According to government figures there are lakhs of students and more than 1,000 colleges and centres affiliated to Sanskrit universities across the country. But students complain that being a scholar has never been a rewarding experience.
"We learn Sanskrit with great zeal but then we realise that our job prospects are limited," laments Kamlesh Kumar Mishra, a Delhi-based PhD holder who is still to find a job. He points out that there are not enough books on literature, science and arts in the language. "What we have are mostly religious text books with a few classics from the past thrown in. These do not prepare us for a career," he says.
Some Sanskrit scholars fear that the government's moves are just token gestures. "Several educational institutions, army regiments and even public sector and private companies have their motto or slogan in Sanskrit. That hasn't meant that it has led to better understanding of the language," says scholar Purwa Bharadwaj, who is working on Sanskrit textbooks in various states.

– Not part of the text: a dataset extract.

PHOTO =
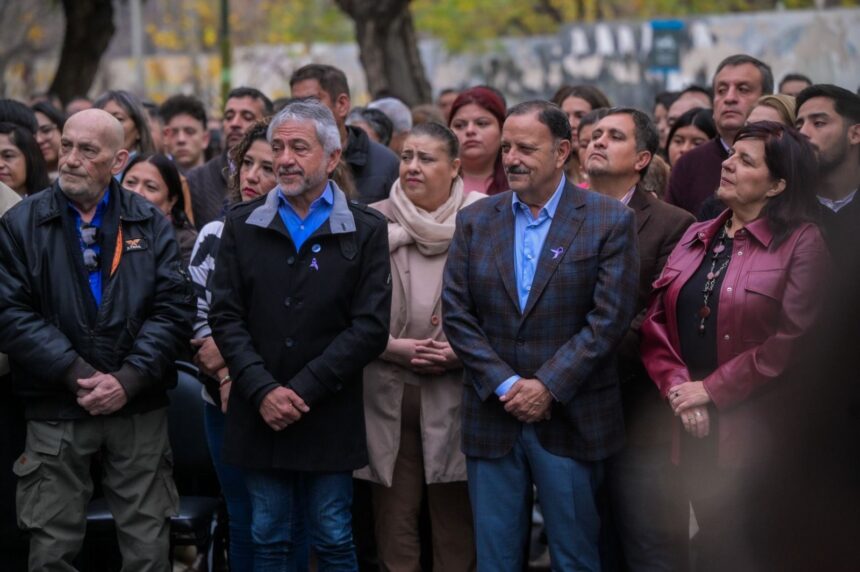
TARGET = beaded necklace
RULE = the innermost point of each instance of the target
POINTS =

She also believes that Sanskrit has suffered because it is identified with "saffronisation" - the BJP's pro-Hindutva programme. "We should treat it as language alone and not as some treasure trove of Hindu culture and as one through which moral and cultural values could be spread. That's not the way to spread a language. Moreover Sanskrit is far richer with texts on various subjects, not religion alone," she says.
Left historian D.N. Jha holds that the NDA government is "narrow-minded" in its approach. "Sanskrit has always been seen by the Hindutva forces as a very Hindu language and one through which cultural nationalism can be spread," he says.
Efforts were made to promote Sanskrit even by the NDA's predecessor, the Congress-led United Progressive Alliance government. The UPA appointed the country's second Sanskrit Commission in December 2013, 58 years after the first one was set up. Headed by Jnanpith Award winner Satya Vrat Shastri, the commission submitted its report to the HRD ministry after the NDA came to power. The HRD ministry, however, did not accept the recommendations and appointed its own committee.
"Although the recommendations were not made public, I believe the commission was in favour of de-linking Sanskrit and religion and also inclusion of Sanskrit in the study of science and maths," says Ramesh Chandra Panda, vice-chancellor, Maharshi Panini Sanskrit University, Ujjain.
Meanwhile, the NDA government's committee recently submitted its report, and some recommendations are already being implemented. It has been decided, for instance, that Sanskrit will no longer be spelt Sanskrit, but "Samskrit", says the University Grants Commission.
"The British first used the anglicised version of Samskrit and we have been using it. Now it will be different," says Bhardwaj of DU.
Gautam says that there is already a spring in the step of Sanskrit practitioners around the country. "This time there is an alignment of the stars in Sanskrit's favour," he says.